The Person Who Makes a Lot More Money Than You and Who Can Buy Themselves Pretty Much Anything

I bet they don't have a novelty mustache pillow! (Unless they are Tom Selleck, then you're on your own).

$10 at LoraliDesigns on etsy
The Person With Whom You Are Not Close, But Whom Your Office Secret Santa Pool Mandates You Shop For

Ugh, this type of giftee is the worst. You can't be personal but you also can't bribe them with something expensive. I remember when we did a Secret Santa in my second grade class, I gave someone some lame-o books, and I ended up with two huge bags of candy: Whoppers and Starburst. Maybe just go with that, actually. Candy in a paper sack is actually what one of the wise men brought to Jerusalem, I think. The myrrh was just a cover.

$10 will buy you at least 5 candy bars, even in New York.

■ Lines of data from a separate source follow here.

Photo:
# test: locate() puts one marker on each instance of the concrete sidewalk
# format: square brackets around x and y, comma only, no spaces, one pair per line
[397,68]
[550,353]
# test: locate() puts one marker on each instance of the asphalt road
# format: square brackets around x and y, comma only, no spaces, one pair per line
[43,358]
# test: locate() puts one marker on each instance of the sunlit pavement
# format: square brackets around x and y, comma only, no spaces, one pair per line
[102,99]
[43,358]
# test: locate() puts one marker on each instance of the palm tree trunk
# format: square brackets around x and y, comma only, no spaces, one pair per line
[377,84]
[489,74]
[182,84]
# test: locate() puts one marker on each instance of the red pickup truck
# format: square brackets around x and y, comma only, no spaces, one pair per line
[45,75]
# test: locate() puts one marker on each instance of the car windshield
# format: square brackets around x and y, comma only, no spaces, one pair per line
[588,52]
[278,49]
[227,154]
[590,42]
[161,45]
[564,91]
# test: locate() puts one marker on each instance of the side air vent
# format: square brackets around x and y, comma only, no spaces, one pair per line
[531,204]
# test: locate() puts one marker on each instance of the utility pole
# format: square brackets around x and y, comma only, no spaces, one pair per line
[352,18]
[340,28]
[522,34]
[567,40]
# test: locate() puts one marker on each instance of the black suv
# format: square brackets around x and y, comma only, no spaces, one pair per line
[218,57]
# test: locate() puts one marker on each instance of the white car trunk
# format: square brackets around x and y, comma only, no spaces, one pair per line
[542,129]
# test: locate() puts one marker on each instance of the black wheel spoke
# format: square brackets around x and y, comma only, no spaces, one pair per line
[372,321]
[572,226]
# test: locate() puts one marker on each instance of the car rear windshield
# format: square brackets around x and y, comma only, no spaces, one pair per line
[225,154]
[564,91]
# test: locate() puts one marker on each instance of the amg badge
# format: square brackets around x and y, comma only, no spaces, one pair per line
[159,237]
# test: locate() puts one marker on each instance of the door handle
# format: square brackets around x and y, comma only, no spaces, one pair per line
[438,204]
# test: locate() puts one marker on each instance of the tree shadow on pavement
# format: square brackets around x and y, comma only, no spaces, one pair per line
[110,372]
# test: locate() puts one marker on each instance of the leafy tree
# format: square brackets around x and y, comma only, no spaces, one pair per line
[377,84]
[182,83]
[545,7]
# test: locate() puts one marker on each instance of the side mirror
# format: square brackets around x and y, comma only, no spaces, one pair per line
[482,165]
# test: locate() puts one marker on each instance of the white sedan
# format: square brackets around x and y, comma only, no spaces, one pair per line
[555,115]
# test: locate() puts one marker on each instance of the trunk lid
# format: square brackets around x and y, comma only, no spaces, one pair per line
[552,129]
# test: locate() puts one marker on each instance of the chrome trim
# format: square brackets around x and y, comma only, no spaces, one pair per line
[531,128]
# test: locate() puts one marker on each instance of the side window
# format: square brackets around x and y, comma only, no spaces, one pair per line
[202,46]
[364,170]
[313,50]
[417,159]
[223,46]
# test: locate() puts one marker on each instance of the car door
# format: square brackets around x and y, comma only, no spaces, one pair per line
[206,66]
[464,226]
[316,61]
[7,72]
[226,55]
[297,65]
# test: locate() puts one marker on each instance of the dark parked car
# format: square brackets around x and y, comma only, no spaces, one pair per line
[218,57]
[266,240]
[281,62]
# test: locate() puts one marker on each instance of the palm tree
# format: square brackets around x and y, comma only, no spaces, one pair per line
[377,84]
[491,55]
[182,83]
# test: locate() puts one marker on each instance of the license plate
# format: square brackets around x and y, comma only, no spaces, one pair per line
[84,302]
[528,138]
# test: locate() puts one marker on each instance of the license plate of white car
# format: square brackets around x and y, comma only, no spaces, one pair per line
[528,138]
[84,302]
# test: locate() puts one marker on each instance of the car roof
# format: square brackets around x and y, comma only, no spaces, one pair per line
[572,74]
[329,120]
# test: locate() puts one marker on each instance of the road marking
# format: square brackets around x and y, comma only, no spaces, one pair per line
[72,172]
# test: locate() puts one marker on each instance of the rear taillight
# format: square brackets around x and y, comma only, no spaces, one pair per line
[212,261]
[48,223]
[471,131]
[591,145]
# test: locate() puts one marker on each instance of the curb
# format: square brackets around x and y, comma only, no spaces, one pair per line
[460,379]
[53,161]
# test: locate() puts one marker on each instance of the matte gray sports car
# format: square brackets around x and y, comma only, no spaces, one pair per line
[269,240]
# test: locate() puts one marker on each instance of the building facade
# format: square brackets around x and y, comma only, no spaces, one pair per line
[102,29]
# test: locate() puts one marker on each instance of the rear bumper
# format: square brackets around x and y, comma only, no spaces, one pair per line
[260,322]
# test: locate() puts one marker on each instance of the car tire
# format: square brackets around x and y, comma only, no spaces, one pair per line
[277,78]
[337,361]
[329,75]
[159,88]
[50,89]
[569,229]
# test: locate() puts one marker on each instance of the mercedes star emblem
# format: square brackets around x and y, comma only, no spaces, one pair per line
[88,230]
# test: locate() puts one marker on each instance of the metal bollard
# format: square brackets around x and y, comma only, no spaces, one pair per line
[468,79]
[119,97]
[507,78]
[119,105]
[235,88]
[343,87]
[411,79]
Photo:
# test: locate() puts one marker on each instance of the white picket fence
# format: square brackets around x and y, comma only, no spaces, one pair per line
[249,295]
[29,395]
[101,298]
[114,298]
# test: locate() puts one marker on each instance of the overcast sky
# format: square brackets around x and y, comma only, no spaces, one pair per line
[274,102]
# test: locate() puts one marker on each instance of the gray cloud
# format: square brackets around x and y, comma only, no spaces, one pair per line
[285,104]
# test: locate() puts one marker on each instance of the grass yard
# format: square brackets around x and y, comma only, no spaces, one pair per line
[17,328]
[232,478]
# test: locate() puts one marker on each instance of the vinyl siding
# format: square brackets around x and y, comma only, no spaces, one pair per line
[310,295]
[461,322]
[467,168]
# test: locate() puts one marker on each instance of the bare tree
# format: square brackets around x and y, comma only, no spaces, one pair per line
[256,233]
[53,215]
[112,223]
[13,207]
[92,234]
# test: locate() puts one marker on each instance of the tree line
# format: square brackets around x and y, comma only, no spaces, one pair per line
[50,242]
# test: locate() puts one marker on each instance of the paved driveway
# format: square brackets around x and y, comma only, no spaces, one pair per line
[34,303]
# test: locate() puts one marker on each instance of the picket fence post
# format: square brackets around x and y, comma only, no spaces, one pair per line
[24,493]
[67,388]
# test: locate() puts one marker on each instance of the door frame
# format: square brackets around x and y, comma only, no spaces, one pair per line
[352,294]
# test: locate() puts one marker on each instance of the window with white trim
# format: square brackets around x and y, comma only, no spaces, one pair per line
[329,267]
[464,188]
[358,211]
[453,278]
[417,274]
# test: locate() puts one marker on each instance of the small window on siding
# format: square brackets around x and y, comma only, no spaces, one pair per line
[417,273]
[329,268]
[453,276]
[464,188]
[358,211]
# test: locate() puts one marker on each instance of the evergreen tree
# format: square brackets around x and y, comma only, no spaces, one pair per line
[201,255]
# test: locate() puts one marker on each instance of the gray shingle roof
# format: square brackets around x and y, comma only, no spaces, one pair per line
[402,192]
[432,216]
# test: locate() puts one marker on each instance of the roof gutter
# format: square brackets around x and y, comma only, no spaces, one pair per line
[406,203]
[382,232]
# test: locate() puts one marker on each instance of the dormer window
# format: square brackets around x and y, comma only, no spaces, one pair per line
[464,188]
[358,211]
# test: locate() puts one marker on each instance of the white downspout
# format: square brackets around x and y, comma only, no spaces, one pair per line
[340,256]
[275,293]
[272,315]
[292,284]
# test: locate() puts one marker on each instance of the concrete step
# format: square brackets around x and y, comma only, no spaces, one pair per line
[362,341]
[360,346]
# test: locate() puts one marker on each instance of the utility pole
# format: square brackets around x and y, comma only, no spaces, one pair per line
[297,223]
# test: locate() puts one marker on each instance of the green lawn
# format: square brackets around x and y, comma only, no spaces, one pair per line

The Mayan Apocalypse Conspiracy Theorist

Um. If s/he expects a gift on December 25, they are doing it wrong. Just wave at them while you eat the $8.71 worth of candy you bought for yourself and play R.E.M.'s "It's the End of the World As We Know It (And I Feel Fine)" ($1.29 on iTunes)

The New Parent Who Still Needs To Feel Cool

The other day, while walking home, I found this on the street:


Yes, that's right. Who gets to listen to "Fat Bottomed Girls" on the glockenspiel? THIS COOL MOM RIGHT HERE.

The Queen one is actually $16 (unless, like me, you like picking through other people's trash), but the company makes a lot of other CDs, some of which (AC/DC; U2) you can score for less than $9 on eBay. You have never heard a harp rock harder in your life, I swear.

__

I hope this helps to make your holiday fast and easy, as Jesus intended.

OH. And. I'm making a big announcement on the blog next week. There's some news I've been waiting to share for months and now I finally get to! And I would tell you right now if I could (I've already written the blog post with the announcement, that's how excited I am), but I have to wait until I get the go-ahead from some other people. So sit back, relax, and enjoy a viewing of Magic Mike with a nice cheap syrah while you wait.

__


UPDATE!: I found a brand-new Season One Louie DVD/Blu-Ray double disc set under my TV stand. Wrapper in tact and everything.

If you want it, leave me a comment with your favorite under-$10 gift and I'll pick a winner at random by Monday (and will ship to you next week in plenty of time for Xmas--although the plastic wrap is dusty, I'm not gonna lie. When I found it I felt just like those people on Hoarders who find dead cats under mountains of empty Lean Cuisine boxes--only much more joyful).